A post-NATO era is beginning | European Voice

A post-NATO era is beginning | European Voice

Europe has failed NATO's existential test in Afghanistan

Smiles on stage but sighs behind the scenes will be the story of the NATO summit at Lisbon on 20 November. Politicians from Europe and the US will deny it fiercely in public, but the truth is that we are entering a post-NATO era. The war in Afghanistan was an existential test for the alliance. If it cannot fight missions in far-away countries, it is not worth the money.

The failure is much bigger than in Iraq. That war could be blamed on George W. Bush's recklessness, and the incompetence of Donald Rumsfeld's Pentagon. But lefty Europeans were among the loudest in demanding international intervention against the gay-stoning, women-hating puritans of the Taliban.

Now Europe is failing its own test. Mostly too timid or too weak to fight and too ignorant of Afghanistan to train or help, Europeans (with some honourable exceptions) look pretty useless from a US military point of view.

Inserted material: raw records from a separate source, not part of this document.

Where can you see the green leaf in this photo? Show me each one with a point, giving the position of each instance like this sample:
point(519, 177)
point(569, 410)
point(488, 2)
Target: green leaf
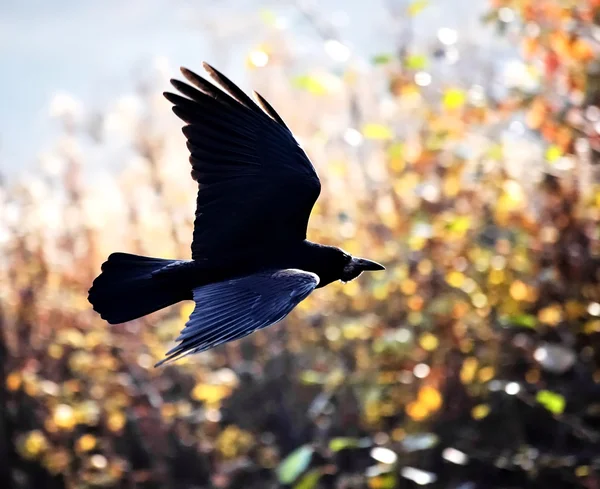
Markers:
point(377, 131)
point(460, 224)
point(417, 6)
point(310, 84)
point(294, 464)
point(416, 62)
point(310, 480)
point(553, 402)
point(381, 59)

When US troops pull out of Afghanistan in the coming years, they will not return to their old bases in expensive, ungrateful Europe, but go home – or on new missions elsewhere.

Self-indulgently, Europeans want a different, more appreciative US as an ally and different wars too – easy ones, preferably. That is fantasy. In 2010, NATO resembles a marriage where the spouses holiday separately, wishing that the other party would make more of an effort. Soon come separate bedrooms and bank accounts. Finally, the unhappy couple will meet only at breakfast, to haggle over the household bills.

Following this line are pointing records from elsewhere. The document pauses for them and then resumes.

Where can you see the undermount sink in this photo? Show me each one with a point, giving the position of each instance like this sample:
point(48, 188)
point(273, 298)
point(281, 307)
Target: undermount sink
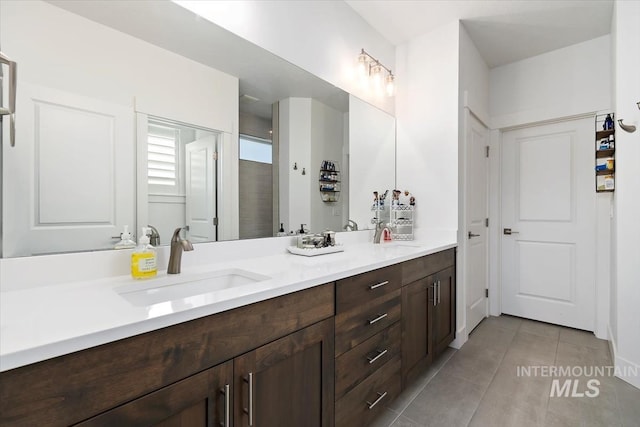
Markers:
point(185, 286)
point(397, 247)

Not only has NATO failed as an expeditionary alliance; plugging Europe's remaining hard-security gaps no longer needs its bloated civilian and military bureaucracies. The people who work at Supreme Headquarters Allied Powers Europe (SHAPE) and NATO HQ may not know it, but it is well past closing time in the ‘Last-Chance Saloon'. Their well-padded Cold War lifestyles will soon be history, withering and vanishing just as the elephantine and luxurious French, UK and US ‘military governments' in West Berlin did in the early 1990s. When the US needs help, it will seek it from the handful of European countries with real soldiers willing to kill and be killed in foreign wars. It does not need NATO for that.

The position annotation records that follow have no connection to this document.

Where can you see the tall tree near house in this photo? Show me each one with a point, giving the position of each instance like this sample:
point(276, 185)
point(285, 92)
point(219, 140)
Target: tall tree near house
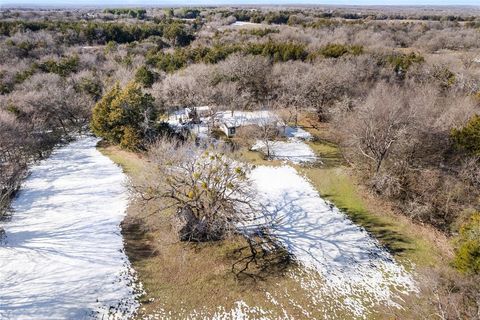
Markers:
point(267, 133)
point(379, 123)
point(209, 190)
point(125, 117)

The US will remain residually committed to European security, partly out of sentiment, partly for precautionary reasons, and partly because it retains a lingering worry about Russia's approach to its former empire. But the set of problems that ties the US to Europe is shrinking. It is Germany, not the US, that is tidying up the western Balkans, getting the Russians to lean on the Bosnian Serbs, brokering a deal between Greece and its nameless northern neighbour, and trying to unscramble the clotted mess of Transdniestria.

The US will continue to work with European allies in the High North and the Arctic. Oil and Israel mean that the US will stay in the eastern Mediterranean and keep an eye on the Black Sea (but not by pushing NATO membership for Ukraine and Georgia: relations with Russia matter more). Estonia, Latvia, Lithuania and Poland are the only European countries that the US really needs, theoretically, to defend from Russia.

To that end, the US is giving increasing weight to Nordic-Baltic security co-operation (on which a high-level meeting took place last week in Washington, DC). For the US, non-NATO Sweden and Finland matter a lot more in keeping that region stable and safe than most ‘nominal NATO' countries do.

Europe will be a place where the US bases its missile defences, which provides logistical support for US missions overseas and which – I hope – maintains a strong diplomatic transatlantic alliance in support of battered ideas such as political freedom and the rule of law.

The writer is central and eastern Europe correspondent of The Economist.